Industrial ceramics and carbon specialist Morgan Crucible has reported increased profits for the half year ended 4 July, and announced a significant streamlining of its organisational structure by rationalising the existing business units into two divisions.
The Group believes its the new simplified structure will position it for further margin improvement. The two new divisions will be named 'Morgan Ceramics', comprising the Technical Ceramics and Thermal Ceramics businesses, and 'Morgan Engineered Materials', comprising the Carbon, including NP Aerospace, and Molten Metal Systems businesses.
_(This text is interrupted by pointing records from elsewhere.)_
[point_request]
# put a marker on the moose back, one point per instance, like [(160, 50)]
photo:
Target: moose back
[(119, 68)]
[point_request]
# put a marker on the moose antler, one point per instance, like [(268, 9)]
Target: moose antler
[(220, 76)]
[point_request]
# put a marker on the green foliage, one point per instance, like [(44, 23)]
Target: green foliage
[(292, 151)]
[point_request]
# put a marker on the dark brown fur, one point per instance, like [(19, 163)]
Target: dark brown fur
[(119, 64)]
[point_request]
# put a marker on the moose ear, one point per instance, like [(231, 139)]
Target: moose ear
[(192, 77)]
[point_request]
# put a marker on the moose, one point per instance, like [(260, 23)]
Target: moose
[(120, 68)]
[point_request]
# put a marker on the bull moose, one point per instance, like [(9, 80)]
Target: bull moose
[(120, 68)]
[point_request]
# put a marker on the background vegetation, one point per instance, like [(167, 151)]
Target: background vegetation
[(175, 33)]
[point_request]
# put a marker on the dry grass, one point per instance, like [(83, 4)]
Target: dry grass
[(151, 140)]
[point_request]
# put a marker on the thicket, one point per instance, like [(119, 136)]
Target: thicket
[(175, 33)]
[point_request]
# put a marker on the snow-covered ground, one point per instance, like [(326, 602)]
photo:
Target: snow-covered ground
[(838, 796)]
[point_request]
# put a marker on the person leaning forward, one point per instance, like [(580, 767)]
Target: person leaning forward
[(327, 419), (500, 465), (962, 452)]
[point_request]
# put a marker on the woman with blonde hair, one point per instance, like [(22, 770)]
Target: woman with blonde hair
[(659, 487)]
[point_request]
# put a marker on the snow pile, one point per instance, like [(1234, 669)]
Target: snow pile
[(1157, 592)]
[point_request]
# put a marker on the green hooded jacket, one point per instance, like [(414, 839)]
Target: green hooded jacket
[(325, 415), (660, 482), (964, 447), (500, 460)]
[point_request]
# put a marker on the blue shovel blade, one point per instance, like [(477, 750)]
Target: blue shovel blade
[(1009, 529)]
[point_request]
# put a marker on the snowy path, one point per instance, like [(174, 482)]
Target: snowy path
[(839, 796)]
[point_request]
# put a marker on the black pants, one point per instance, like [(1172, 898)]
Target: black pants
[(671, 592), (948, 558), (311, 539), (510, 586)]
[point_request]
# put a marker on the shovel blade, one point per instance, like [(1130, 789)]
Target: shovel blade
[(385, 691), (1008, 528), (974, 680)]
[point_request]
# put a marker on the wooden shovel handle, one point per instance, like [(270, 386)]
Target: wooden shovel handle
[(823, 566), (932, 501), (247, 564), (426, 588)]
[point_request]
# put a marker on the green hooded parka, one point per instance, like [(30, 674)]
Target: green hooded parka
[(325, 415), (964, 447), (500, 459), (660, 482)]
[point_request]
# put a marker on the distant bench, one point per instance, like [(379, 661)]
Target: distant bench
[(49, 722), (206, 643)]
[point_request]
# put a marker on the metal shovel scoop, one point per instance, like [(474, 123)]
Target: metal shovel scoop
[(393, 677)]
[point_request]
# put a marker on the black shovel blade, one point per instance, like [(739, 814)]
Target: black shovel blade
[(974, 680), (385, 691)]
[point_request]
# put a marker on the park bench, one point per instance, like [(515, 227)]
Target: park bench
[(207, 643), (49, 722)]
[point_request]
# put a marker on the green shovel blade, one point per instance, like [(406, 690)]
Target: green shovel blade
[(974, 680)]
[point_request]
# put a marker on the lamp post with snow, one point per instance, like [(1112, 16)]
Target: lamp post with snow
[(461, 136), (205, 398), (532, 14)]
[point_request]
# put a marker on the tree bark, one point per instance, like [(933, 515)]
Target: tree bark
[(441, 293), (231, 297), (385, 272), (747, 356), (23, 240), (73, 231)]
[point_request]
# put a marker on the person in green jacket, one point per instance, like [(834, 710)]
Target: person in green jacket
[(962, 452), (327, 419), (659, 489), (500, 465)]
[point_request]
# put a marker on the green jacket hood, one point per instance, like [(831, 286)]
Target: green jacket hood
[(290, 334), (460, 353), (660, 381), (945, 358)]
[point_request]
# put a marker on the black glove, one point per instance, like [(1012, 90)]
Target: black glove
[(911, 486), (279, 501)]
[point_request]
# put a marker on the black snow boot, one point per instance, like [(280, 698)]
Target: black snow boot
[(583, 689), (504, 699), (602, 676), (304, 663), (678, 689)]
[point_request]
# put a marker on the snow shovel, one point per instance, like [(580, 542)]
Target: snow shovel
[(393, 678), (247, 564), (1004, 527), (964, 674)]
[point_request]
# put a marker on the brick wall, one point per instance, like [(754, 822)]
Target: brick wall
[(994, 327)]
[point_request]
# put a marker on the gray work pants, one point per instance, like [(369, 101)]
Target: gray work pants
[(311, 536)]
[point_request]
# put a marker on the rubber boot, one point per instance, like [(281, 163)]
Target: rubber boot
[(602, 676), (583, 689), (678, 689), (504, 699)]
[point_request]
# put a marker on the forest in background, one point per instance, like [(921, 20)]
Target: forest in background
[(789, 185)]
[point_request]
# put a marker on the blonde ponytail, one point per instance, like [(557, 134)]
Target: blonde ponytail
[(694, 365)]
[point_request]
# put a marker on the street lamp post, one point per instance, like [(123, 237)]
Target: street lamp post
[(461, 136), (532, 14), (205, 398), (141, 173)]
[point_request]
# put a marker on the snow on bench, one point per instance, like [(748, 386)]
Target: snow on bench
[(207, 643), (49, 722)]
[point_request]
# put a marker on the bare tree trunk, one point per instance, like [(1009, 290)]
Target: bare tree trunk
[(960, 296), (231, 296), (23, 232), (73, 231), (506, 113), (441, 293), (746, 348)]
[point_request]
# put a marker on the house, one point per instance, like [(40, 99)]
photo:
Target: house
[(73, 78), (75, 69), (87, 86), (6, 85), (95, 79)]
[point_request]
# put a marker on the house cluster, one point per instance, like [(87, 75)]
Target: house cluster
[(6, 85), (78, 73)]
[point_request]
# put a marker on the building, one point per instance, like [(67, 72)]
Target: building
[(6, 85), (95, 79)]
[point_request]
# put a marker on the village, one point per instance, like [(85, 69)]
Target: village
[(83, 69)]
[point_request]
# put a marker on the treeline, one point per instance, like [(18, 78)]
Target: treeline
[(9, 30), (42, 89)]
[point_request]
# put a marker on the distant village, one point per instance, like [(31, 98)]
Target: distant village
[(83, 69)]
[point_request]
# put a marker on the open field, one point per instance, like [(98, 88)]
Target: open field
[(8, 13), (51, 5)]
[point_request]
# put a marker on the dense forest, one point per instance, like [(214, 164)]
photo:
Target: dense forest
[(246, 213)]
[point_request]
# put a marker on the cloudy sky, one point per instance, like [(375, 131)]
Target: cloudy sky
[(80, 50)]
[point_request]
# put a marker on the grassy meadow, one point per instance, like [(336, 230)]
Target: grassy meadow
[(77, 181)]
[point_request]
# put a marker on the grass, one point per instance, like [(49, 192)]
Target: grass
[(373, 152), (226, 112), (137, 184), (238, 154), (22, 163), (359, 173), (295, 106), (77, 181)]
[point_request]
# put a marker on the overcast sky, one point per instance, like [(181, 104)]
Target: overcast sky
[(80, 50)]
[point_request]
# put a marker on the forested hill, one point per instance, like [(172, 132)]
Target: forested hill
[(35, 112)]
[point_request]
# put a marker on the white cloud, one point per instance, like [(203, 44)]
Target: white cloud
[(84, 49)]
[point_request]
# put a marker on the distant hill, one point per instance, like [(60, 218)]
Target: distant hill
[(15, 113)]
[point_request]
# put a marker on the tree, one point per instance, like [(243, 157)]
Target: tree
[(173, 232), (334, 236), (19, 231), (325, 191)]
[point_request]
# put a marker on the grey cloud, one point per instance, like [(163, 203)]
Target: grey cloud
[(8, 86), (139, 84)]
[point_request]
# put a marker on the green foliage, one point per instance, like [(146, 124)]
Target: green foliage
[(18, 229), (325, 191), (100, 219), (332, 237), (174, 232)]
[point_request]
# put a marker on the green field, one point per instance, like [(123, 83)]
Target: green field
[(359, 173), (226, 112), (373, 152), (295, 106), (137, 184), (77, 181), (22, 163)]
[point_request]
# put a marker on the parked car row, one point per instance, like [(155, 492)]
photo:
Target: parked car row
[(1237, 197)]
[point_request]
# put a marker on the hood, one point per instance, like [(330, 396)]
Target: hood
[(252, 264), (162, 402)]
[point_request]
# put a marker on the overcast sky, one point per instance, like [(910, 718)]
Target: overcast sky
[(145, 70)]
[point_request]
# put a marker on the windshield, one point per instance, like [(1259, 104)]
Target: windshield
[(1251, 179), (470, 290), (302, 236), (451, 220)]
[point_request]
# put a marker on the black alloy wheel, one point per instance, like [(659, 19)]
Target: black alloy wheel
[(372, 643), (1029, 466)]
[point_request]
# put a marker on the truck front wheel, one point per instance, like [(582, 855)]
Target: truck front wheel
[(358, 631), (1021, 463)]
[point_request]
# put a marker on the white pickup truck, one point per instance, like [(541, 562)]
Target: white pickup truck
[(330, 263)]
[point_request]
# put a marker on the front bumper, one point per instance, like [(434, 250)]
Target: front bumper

CEO Mark Robertshaw (pictured) said Morgan Crucible's strategy of focusing on more differentiated, less economically cyclical markets had delivered significantly better earnings levels during the global economic downturn. He went on: "Following our resilient profit and margin performance in 2009, the Group's underlying order book, excluding NP Aerospace, has been showing consistent month-on-month growth since the fourth quarter of last year giving us good momentum as we enter the second half."
Robertshaw believed the new simplified structure would "help position the Group for faster top line growth, greater operational efficiencies and improved margins".
Revenues for the half year increased to £501.1 million (2009: £492 million) and underlying pre-tax profit increased by 53.4% to £35.9 million (2009: £23.4 million).